Tuesday, 31 August 2010

Hello World

Hi, Sam here.

When I heard Brendan was going to be starting a blog to help with the VCAP study, I thought it would be a great opportunity for me to stop procrastinating and work on it too.

So just a brief background on me. Started using VMWare back in 2000, first production ESX site in 2003 (ESX2.5), currently running ESXi 4.0 update 2 with an upgrade to 4.1 pending in 3 weeks. We have been running effectively "cloud services" since 2005 and have offered this under the guise of Utility Computing.

In the coming months, I hope to cover quite a bit on the VCAP blueprint as it relates to my current environment. Along with that I want to cover off on a few areas that appear to be lacking from what I have heard in podcasts and user group discussions. Things like developing a cost model, Billing Models, Virtualised Storage, Monitoring (Open Source Solutions), Monitoring (COTS) and some other tit bits learned by blooding my nose on the sharp end of innovation.

So enough from me now and talk to you all soon.

Saturday, 7 August 2010

Building an ESXi provisioning environment: Part 1

There are three things I knew I was going to need to build my provisioning environment:
  • A DHCP server
  • A TFTP server
  • An FTP or web server
The DHCP server should be obvious. I need my hosts to auto-configure their network awareness, and they need to know where to pick up the PXE image they're going to use to bootstrap the ESXi install process.

The TFTP server is going to provide the PXE boot image and ESXi bootstrap files.

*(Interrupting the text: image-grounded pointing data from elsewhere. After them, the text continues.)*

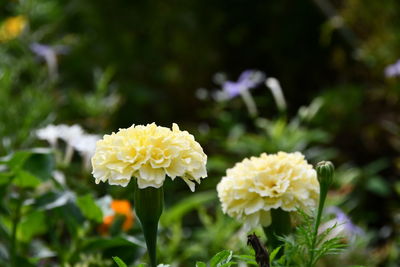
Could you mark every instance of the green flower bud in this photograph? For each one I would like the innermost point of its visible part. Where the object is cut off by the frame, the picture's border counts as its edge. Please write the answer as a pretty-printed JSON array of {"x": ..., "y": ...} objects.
[{"x": 325, "y": 171}]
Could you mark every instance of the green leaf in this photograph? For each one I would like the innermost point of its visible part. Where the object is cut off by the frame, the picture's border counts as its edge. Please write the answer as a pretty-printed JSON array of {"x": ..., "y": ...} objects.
[
  {"x": 221, "y": 258},
  {"x": 89, "y": 208},
  {"x": 25, "y": 179},
  {"x": 274, "y": 253},
  {"x": 31, "y": 225},
  {"x": 5, "y": 177},
  {"x": 249, "y": 259},
  {"x": 103, "y": 243},
  {"x": 180, "y": 209},
  {"x": 119, "y": 262},
  {"x": 17, "y": 160}
]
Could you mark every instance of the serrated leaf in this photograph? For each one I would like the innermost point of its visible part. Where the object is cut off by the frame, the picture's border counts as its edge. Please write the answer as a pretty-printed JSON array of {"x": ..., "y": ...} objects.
[
  {"x": 249, "y": 259},
  {"x": 221, "y": 258},
  {"x": 25, "y": 179},
  {"x": 119, "y": 262},
  {"x": 89, "y": 208}
]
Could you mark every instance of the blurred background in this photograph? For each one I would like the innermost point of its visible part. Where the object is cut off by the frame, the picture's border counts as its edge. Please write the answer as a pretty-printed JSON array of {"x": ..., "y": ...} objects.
[{"x": 105, "y": 65}]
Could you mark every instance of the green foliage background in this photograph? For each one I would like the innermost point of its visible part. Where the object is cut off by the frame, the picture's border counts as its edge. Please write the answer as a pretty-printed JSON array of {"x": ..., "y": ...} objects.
[{"x": 135, "y": 62}]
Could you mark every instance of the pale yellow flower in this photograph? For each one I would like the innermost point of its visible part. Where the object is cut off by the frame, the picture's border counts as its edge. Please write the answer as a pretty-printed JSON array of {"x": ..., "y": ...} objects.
[
  {"x": 12, "y": 27},
  {"x": 255, "y": 186},
  {"x": 149, "y": 153}
]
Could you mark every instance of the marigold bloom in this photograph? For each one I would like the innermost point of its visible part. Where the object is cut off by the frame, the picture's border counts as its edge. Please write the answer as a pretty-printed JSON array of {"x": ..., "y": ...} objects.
[
  {"x": 119, "y": 207},
  {"x": 148, "y": 153},
  {"x": 12, "y": 28},
  {"x": 255, "y": 186}
]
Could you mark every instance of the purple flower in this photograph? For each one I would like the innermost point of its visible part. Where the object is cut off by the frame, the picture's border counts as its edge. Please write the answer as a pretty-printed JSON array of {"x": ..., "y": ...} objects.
[
  {"x": 49, "y": 54},
  {"x": 393, "y": 70},
  {"x": 247, "y": 80}
]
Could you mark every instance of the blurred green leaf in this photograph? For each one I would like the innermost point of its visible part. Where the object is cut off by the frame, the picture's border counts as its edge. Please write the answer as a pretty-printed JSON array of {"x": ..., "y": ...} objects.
[
  {"x": 31, "y": 225},
  {"x": 89, "y": 208},
  {"x": 40, "y": 164},
  {"x": 119, "y": 262},
  {"x": 378, "y": 186},
  {"x": 221, "y": 258},
  {"x": 249, "y": 259},
  {"x": 17, "y": 160}
]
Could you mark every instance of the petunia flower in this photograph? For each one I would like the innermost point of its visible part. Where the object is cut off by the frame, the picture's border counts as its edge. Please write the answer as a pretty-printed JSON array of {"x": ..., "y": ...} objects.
[{"x": 148, "y": 154}]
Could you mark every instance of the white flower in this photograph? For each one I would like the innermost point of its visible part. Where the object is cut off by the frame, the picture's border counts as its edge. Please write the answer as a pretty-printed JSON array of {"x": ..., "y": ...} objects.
[{"x": 255, "y": 186}]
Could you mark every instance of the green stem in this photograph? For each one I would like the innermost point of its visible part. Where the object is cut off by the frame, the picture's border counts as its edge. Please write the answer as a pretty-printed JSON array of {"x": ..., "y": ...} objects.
[
  {"x": 149, "y": 203},
  {"x": 280, "y": 226},
  {"x": 316, "y": 226},
  {"x": 15, "y": 222}
]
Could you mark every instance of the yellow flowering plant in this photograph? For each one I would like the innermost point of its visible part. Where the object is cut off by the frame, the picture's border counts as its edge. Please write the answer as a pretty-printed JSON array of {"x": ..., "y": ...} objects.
[{"x": 148, "y": 154}]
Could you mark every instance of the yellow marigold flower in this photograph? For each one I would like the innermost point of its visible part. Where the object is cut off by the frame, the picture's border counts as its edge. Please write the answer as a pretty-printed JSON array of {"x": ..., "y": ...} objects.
[
  {"x": 149, "y": 153},
  {"x": 255, "y": 186},
  {"x": 119, "y": 207},
  {"x": 12, "y": 28}
]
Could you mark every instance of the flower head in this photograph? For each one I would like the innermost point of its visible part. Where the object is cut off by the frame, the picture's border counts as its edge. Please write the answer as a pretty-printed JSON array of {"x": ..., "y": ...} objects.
[
  {"x": 247, "y": 80},
  {"x": 255, "y": 186},
  {"x": 149, "y": 153},
  {"x": 12, "y": 27}
]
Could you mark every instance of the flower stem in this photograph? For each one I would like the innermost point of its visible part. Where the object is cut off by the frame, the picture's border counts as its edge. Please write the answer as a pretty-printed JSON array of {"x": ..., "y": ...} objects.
[
  {"x": 15, "y": 222},
  {"x": 149, "y": 203},
  {"x": 280, "y": 226}
]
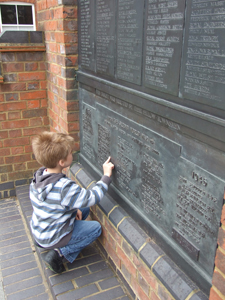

The FTP or web server is the repository from which the ESXi installable image, kickstart script (ESXi install script), and post-install configure/build scripts are going to come from.

As far as I'm concerned, the quickest and least resource intensive way to achieve all three is to knock up a small Linux box. I chose Debian.

The DHCP server is of the ISC variety and is provided by the dhcp3-server package.

I went with the tftpd-hpa package, but any TFTP server will work for this - I'm not using any interesting features.

I opted for a web server over an FTP repository for my install media as it lends itself to a configuration script repository better than FTP. Apache's httpd server is my weapon of choice and Debian puts it in the apache2 package.

The PXE boot environment files we need come from the syslinux-common package. You'll need that too.

Install with:

vm-sys-cfg:~# apt-get install dhcp3-server tftpd-hpa apache2 syslinux-common

I've configured my host with the IP address of 10.0.0.1/24, which sets the scene for my DHCP server configuration.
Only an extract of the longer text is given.